The question in our minds is what this device can do that a GPU can’t for large-scale training. The answer might simply be that it can be a Chinese native technology for Enflame’s most enthusiastic backer, Tencent — the company that needs to follow its Chinese hyperscale brethren by building (or buying its way into) homegrown AI hardware.
We finally a got a look at Enflame’s 12nm FinFET training SOC at Hot Chips this week. The neat package below shows 32 “AI compute cores” separated into four clusters. Forty additional host processing modules push the data around along four of Enflame’s own interconnects. Each device has two HBM2 modules for 512GB/sec bandwidth.
The AI portion has much in common with the same TensorCore concept we saw first from Nvidia and which is now being added into designs for several other CPUs. Enflame says it can reach 20 teraflops at FP32. The device also supports FP16 and Bfloat (both reaching peak 80 teraflops) and can support mixed precision workloads with Int-32, 18 and 8. Each of these is based on a 256 tensor compute kernel.

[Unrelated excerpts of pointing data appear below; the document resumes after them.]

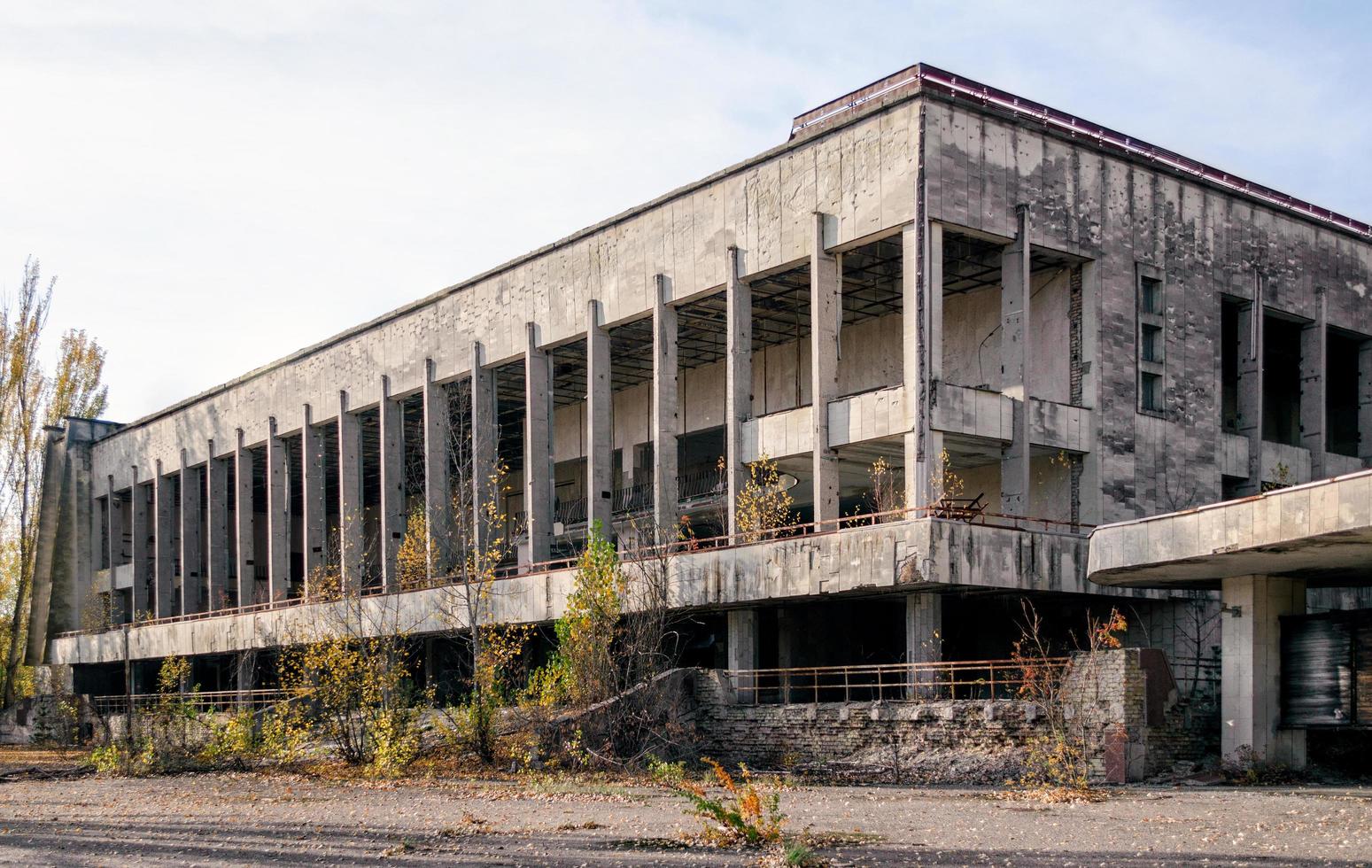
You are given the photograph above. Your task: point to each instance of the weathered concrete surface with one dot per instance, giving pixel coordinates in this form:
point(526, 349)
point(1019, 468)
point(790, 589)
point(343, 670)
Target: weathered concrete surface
point(1322, 531)
point(877, 558)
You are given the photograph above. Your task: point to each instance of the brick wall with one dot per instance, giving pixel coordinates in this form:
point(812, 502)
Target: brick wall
point(1125, 701)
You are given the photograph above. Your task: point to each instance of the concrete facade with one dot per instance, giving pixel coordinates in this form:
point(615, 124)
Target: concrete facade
point(970, 287)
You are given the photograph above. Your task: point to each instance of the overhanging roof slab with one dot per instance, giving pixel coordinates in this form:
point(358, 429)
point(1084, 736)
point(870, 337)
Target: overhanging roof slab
point(1320, 532)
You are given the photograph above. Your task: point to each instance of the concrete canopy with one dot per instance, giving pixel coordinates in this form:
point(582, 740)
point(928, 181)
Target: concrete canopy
point(1320, 531)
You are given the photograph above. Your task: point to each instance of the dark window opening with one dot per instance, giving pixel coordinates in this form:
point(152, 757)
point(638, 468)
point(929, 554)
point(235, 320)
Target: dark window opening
point(1150, 392)
point(1341, 395)
point(1229, 367)
point(1280, 382)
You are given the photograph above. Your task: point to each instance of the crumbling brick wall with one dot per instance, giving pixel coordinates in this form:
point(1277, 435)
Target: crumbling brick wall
point(1132, 725)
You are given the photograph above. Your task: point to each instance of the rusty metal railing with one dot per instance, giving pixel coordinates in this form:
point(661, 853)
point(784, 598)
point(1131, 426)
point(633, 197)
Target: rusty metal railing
point(974, 679)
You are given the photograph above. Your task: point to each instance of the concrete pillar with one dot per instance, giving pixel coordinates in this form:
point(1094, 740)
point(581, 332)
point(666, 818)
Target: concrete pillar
point(664, 420)
point(217, 530)
point(1250, 668)
point(924, 640)
point(243, 515)
point(392, 485)
point(350, 545)
point(1314, 364)
point(922, 342)
point(438, 487)
point(484, 434)
point(742, 650)
point(277, 517)
point(165, 570)
point(143, 532)
point(1250, 391)
point(1016, 364)
point(739, 382)
point(313, 500)
point(1366, 402)
point(192, 580)
point(538, 449)
point(600, 437)
point(826, 312)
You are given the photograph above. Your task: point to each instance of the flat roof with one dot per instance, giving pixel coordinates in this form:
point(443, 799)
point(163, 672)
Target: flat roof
point(1320, 531)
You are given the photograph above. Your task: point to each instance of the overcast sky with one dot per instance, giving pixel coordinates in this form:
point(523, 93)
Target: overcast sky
point(220, 184)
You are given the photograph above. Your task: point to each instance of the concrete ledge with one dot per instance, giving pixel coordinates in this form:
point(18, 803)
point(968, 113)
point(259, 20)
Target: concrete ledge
point(1322, 531)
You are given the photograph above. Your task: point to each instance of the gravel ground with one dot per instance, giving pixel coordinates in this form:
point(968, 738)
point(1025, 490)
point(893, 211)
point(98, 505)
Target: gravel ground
point(249, 819)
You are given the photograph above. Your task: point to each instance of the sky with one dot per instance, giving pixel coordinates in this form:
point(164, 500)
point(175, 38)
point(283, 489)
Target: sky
point(219, 184)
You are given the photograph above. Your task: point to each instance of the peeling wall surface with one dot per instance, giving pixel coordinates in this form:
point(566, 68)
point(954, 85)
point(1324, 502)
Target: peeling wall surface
point(1042, 407)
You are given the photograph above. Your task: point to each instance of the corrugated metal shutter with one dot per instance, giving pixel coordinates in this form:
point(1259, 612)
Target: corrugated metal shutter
point(1316, 672)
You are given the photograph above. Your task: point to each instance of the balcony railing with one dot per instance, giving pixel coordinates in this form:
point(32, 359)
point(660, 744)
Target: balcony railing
point(976, 679)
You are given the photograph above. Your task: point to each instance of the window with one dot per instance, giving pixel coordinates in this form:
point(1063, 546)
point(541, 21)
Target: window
point(1150, 392)
point(1150, 295)
point(1150, 347)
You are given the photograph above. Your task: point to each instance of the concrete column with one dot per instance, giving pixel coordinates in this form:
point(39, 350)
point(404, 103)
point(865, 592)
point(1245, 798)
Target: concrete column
point(392, 485)
point(277, 517)
point(217, 530)
point(742, 650)
point(350, 545)
point(165, 570)
point(1016, 364)
point(924, 639)
point(826, 310)
point(144, 546)
point(313, 500)
point(600, 437)
point(538, 449)
point(484, 437)
point(243, 522)
point(1250, 667)
point(739, 382)
point(1250, 390)
point(922, 340)
point(1366, 402)
point(1314, 364)
point(192, 484)
point(664, 420)
point(438, 487)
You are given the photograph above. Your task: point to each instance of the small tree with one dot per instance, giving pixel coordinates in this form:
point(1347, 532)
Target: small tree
point(764, 505)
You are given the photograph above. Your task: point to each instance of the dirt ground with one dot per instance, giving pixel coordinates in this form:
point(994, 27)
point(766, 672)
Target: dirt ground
point(234, 819)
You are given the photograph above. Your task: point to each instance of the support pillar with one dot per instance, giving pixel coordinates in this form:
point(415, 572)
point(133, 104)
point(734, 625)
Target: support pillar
point(350, 546)
point(217, 531)
point(826, 312)
point(1314, 364)
point(1016, 364)
point(144, 547)
point(538, 449)
point(313, 500)
point(664, 420)
point(1366, 402)
point(739, 382)
point(922, 342)
point(165, 570)
point(484, 434)
point(924, 640)
point(1250, 391)
point(277, 517)
point(438, 487)
point(600, 438)
point(742, 652)
point(243, 515)
point(392, 487)
point(1250, 668)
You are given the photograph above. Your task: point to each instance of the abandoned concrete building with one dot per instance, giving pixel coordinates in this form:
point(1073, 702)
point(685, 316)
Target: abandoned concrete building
point(1040, 324)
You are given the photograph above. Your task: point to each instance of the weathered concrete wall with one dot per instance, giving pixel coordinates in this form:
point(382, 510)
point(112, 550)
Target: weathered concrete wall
point(1120, 214)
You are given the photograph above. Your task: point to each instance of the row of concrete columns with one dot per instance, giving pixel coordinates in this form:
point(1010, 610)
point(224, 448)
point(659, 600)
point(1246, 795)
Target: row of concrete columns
point(922, 294)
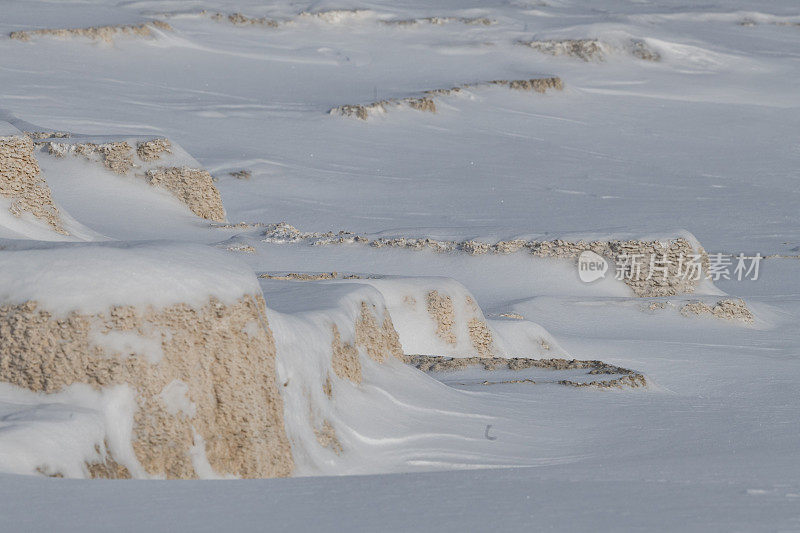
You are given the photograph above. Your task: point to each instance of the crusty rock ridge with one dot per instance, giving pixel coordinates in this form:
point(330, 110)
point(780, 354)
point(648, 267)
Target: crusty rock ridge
point(192, 186)
point(591, 49)
point(22, 183)
point(427, 103)
point(677, 265)
point(626, 378)
point(96, 33)
point(220, 359)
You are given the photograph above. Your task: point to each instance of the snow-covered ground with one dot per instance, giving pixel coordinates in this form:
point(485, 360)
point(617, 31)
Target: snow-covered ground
point(703, 142)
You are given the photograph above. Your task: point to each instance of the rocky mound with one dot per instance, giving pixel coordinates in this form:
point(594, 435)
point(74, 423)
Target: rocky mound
point(21, 182)
point(678, 264)
point(198, 363)
point(154, 161)
point(427, 101)
point(591, 49)
point(95, 33)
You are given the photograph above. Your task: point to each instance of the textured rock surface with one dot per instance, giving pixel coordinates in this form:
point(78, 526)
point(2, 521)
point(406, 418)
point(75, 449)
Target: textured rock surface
point(727, 309)
point(193, 187)
point(97, 33)
point(428, 104)
point(22, 183)
point(222, 357)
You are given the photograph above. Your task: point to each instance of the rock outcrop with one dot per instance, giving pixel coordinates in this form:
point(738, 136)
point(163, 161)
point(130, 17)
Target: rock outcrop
point(21, 182)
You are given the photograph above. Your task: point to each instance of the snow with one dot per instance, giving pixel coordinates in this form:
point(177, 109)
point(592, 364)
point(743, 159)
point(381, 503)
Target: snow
point(702, 143)
point(90, 278)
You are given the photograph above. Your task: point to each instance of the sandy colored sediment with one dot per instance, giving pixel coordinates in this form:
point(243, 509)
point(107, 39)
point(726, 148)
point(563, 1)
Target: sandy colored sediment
point(727, 309)
point(378, 341)
point(21, 182)
point(640, 49)
point(108, 467)
point(301, 276)
point(439, 21)
point(427, 101)
point(480, 336)
point(440, 308)
point(115, 156)
point(246, 248)
point(39, 135)
point(670, 276)
point(586, 49)
point(591, 49)
point(539, 85)
point(194, 187)
point(326, 436)
point(95, 33)
point(151, 150)
point(227, 368)
point(240, 19)
point(626, 377)
point(241, 174)
point(344, 359)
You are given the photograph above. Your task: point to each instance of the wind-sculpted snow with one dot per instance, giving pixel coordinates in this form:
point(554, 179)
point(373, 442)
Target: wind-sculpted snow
point(155, 161)
point(22, 184)
point(200, 374)
point(659, 269)
point(513, 288)
point(96, 33)
point(592, 49)
point(427, 101)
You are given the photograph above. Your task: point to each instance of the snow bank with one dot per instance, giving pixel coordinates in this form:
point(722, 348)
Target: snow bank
point(95, 33)
point(156, 161)
point(427, 102)
point(27, 208)
point(181, 326)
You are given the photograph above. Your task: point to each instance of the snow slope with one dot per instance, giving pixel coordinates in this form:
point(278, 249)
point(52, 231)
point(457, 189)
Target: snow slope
point(701, 142)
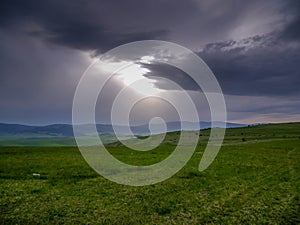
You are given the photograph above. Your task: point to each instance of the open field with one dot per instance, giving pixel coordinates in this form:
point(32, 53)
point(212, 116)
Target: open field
point(255, 179)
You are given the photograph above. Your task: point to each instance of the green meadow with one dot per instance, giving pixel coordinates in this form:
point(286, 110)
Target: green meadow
point(255, 179)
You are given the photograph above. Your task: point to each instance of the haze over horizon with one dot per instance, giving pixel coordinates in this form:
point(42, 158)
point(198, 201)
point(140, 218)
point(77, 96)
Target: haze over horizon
point(252, 47)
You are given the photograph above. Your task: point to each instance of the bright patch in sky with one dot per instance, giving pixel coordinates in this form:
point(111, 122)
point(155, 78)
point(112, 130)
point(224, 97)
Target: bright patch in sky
point(133, 77)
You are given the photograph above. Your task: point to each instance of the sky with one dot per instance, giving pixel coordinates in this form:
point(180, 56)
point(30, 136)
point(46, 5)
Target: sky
point(252, 47)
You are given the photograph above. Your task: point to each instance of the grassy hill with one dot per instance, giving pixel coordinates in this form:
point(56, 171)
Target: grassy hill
point(255, 179)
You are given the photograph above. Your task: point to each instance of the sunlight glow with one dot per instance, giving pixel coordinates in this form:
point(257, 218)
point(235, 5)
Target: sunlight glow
point(130, 75)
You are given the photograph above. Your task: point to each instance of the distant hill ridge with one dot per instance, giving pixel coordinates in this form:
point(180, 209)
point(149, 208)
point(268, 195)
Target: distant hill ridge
point(66, 130)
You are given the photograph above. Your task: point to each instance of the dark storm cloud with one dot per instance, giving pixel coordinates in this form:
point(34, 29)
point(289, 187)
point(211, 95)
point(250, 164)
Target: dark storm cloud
point(79, 24)
point(261, 65)
point(171, 73)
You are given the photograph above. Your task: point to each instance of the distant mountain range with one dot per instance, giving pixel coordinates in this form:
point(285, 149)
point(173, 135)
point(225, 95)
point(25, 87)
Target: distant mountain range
point(66, 130)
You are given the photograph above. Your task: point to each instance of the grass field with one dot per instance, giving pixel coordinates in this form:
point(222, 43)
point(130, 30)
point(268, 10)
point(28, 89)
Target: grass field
point(255, 179)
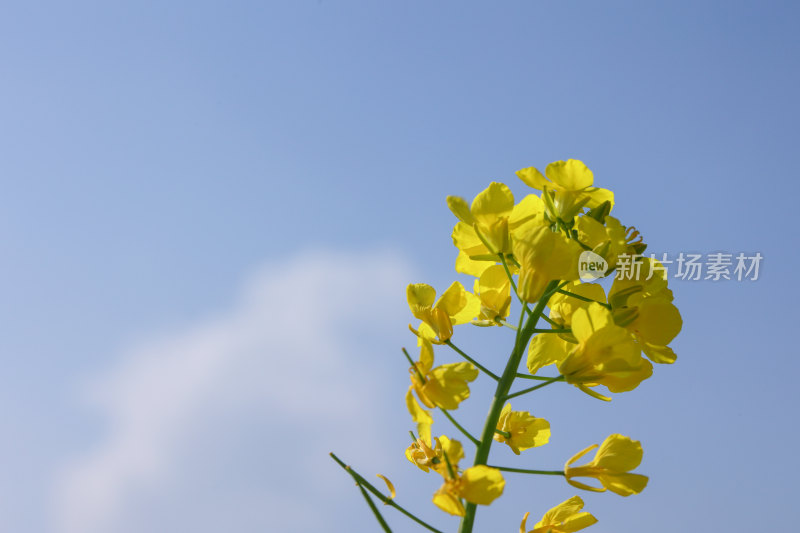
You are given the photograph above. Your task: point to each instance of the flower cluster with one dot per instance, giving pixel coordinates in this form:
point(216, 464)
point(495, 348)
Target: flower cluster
point(607, 333)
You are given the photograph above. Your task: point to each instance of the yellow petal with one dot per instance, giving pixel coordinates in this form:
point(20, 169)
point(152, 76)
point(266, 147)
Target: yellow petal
point(577, 522)
point(561, 512)
point(460, 305)
point(659, 354)
point(389, 485)
point(482, 484)
point(529, 211)
point(624, 484)
point(533, 178)
point(493, 202)
point(524, 521)
point(470, 267)
point(420, 296)
point(619, 453)
point(588, 320)
point(658, 322)
point(572, 174)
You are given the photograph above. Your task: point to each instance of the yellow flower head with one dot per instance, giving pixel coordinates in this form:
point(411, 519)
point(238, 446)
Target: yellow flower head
point(427, 458)
point(525, 430)
point(572, 184)
point(565, 517)
point(644, 307)
point(494, 291)
point(443, 386)
point(479, 484)
point(485, 228)
point(455, 306)
point(615, 458)
point(609, 239)
point(544, 256)
point(563, 306)
point(606, 354)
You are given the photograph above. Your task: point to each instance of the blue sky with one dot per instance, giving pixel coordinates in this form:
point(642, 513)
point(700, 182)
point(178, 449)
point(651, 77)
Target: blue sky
point(202, 197)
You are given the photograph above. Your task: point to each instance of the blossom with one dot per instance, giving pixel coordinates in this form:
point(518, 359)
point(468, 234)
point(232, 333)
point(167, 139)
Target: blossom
point(565, 517)
point(493, 288)
point(455, 306)
point(478, 484)
point(609, 238)
point(615, 458)
point(427, 457)
point(605, 353)
point(444, 386)
point(644, 307)
point(572, 184)
point(525, 430)
point(485, 228)
point(544, 256)
point(563, 306)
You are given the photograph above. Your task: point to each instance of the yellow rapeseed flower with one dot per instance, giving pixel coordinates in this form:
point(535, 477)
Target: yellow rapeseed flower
point(494, 291)
point(615, 458)
point(526, 431)
point(478, 484)
point(455, 306)
point(544, 256)
point(606, 354)
point(427, 458)
point(443, 386)
point(485, 228)
point(565, 517)
point(572, 182)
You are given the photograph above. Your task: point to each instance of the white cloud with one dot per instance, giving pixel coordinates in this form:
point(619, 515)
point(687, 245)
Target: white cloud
point(229, 418)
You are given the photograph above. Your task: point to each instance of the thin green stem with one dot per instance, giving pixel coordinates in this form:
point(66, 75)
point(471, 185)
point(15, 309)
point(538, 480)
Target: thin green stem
point(527, 471)
point(375, 511)
point(414, 366)
point(537, 378)
point(385, 499)
point(473, 361)
point(523, 336)
point(504, 323)
point(531, 389)
point(460, 427)
point(582, 298)
point(550, 321)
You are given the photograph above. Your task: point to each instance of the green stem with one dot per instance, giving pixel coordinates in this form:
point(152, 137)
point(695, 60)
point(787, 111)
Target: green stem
point(473, 361)
point(414, 366)
point(550, 321)
point(375, 511)
point(385, 499)
point(504, 323)
point(524, 334)
point(460, 427)
point(531, 389)
point(527, 471)
point(537, 378)
point(582, 298)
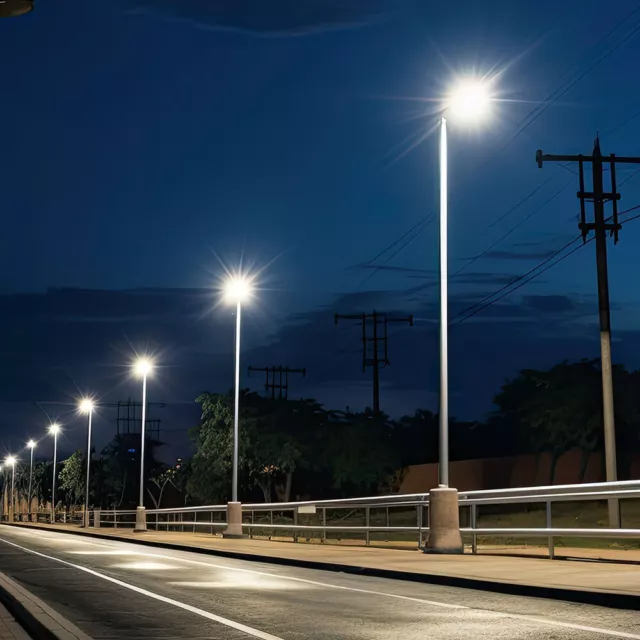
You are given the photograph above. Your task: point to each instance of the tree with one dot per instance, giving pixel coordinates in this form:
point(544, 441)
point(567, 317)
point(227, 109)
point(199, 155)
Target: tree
point(160, 482)
point(558, 409)
point(359, 450)
point(120, 469)
point(212, 463)
point(73, 478)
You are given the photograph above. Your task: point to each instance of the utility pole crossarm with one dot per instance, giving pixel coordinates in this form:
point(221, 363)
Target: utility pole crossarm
point(373, 320)
point(283, 379)
point(600, 225)
point(548, 157)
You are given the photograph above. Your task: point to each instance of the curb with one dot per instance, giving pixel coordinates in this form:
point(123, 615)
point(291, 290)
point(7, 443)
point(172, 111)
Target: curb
point(38, 619)
point(610, 599)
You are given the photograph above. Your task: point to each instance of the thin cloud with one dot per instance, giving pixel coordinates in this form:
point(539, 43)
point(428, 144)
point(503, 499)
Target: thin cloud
point(273, 18)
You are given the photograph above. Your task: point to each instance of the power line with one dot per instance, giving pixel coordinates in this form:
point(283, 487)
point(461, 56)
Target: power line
point(563, 89)
point(509, 232)
point(524, 124)
point(531, 273)
point(521, 284)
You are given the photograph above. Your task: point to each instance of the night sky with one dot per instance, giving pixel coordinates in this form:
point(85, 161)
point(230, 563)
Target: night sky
point(148, 144)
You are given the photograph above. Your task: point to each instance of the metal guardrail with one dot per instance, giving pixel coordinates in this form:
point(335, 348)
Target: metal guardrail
point(325, 519)
point(400, 517)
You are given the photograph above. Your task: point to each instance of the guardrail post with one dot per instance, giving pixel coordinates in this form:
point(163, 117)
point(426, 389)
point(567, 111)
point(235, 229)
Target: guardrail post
point(387, 532)
point(234, 521)
point(551, 546)
point(295, 524)
point(367, 522)
point(474, 536)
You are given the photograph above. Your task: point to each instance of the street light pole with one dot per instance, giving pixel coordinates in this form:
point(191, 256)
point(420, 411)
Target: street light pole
point(142, 368)
point(443, 466)
point(11, 461)
point(469, 102)
point(13, 490)
point(237, 290)
point(32, 445)
point(4, 488)
point(86, 406)
point(53, 430)
point(236, 408)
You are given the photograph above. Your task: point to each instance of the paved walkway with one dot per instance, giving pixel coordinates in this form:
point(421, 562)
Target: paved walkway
point(590, 576)
point(9, 628)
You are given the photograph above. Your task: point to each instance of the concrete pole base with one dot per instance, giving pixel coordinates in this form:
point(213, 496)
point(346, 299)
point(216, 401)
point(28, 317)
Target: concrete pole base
point(234, 521)
point(141, 520)
point(444, 522)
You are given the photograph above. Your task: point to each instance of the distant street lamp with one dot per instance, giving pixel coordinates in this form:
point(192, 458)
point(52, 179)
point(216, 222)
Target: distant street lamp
point(470, 102)
point(237, 290)
point(54, 430)
point(86, 406)
point(31, 445)
point(142, 368)
point(14, 8)
point(11, 461)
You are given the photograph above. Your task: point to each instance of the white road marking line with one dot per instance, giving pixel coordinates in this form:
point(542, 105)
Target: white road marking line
point(256, 633)
point(516, 616)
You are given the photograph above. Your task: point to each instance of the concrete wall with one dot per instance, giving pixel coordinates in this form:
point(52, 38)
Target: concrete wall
point(516, 471)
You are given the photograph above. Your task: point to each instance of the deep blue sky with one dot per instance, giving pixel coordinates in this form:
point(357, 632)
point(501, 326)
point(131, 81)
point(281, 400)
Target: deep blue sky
point(144, 139)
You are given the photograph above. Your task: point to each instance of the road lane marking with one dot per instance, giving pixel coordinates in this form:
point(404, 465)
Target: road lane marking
point(256, 633)
point(498, 614)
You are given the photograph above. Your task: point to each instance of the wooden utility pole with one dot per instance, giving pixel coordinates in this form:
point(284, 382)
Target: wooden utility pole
point(283, 379)
point(600, 226)
point(375, 360)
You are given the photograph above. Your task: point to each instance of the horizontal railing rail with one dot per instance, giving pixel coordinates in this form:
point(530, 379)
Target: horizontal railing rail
point(397, 518)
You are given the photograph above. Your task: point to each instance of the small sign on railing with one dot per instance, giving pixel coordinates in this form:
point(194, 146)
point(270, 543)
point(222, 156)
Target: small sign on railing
point(307, 508)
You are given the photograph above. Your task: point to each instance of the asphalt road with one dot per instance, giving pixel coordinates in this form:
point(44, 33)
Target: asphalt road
point(113, 589)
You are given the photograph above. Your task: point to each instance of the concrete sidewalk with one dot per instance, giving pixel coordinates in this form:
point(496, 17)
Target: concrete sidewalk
point(9, 628)
point(590, 582)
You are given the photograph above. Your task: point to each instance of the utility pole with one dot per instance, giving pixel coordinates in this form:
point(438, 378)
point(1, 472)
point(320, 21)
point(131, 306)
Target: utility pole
point(283, 379)
point(600, 226)
point(374, 319)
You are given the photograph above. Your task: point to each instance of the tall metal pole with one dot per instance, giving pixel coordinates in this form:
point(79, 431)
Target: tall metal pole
point(236, 416)
point(87, 481)
point(443, 466)
point(605, 332)
point(13, 491)
point(376, 367)
point(53, 483)
point(142, 439)
point(30, 482)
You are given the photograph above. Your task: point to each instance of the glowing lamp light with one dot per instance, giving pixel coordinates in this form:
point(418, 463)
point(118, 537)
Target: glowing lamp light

Here is a closer look at the tensor units:
The chip is designed with GEMM operations and CNNs in mind, which is right up Tencent’s alley as it is largely driven by visual media (video, photos, ecommerce).
The startup is providing a PCIe Gen4 accelerator card called “CloudBlazer” and consumes between 225W and 300W depending on configuration, the highest consumer being the CloudBlazer T21 based on the Open Compute Project’s OAM (open acceleration model) design. In addition to the PCIe-only device, Enflame has packed together systems, ranging from a single node to rack to “pod” featuring its 2D torus interconnect.
Enflame shared scaling results for the various configurations, showing single cards hitting 81.6 per cent when scaled to 160 cards and 87.8 per cent when packaged into a node. This is on par with what we’ve seen with GPU scalability roughly, although it’s not an apples-to-apples comparison.
The startup has a shot at providing AI training acceleration for China’s hyperscalers but it also has some roots in the US. The CEO and co-founder, Lidong Zhao, spent 20 years in the Bay Area at both R&D and product roles with GPUs — although not at Nvidia. He spent seven of those years at AMD running product for its CPU/APU division before helping AMD establish an R&D center in China. Before that he was developing network security devices and also spent time at S3 Inc. working on GPU development.
Co-founder and Enflame COO, Zhang Yalin, was a colleague at AMD, serving as senior chip manager and technical manager for global device R&D with work on AMD’s early GPUs as well.
“Artificial intelligence is at the heart of the digital economy infrastructure of the future and a battleground for hard technology,” Enflame founder and CEO Zhao Lidong says.
“As a technology-driven company, we have planned and are fully implementing the product technology roadmap for the next three years, with joint development of hardware and software systems as the core for product iterations to establish the competitive advantage of Enflame technology in the market. At the same time, we will also increase the exploration of cutting-edge technologies in the field of artificial intelligence so that future innovation enables greater commercial value.”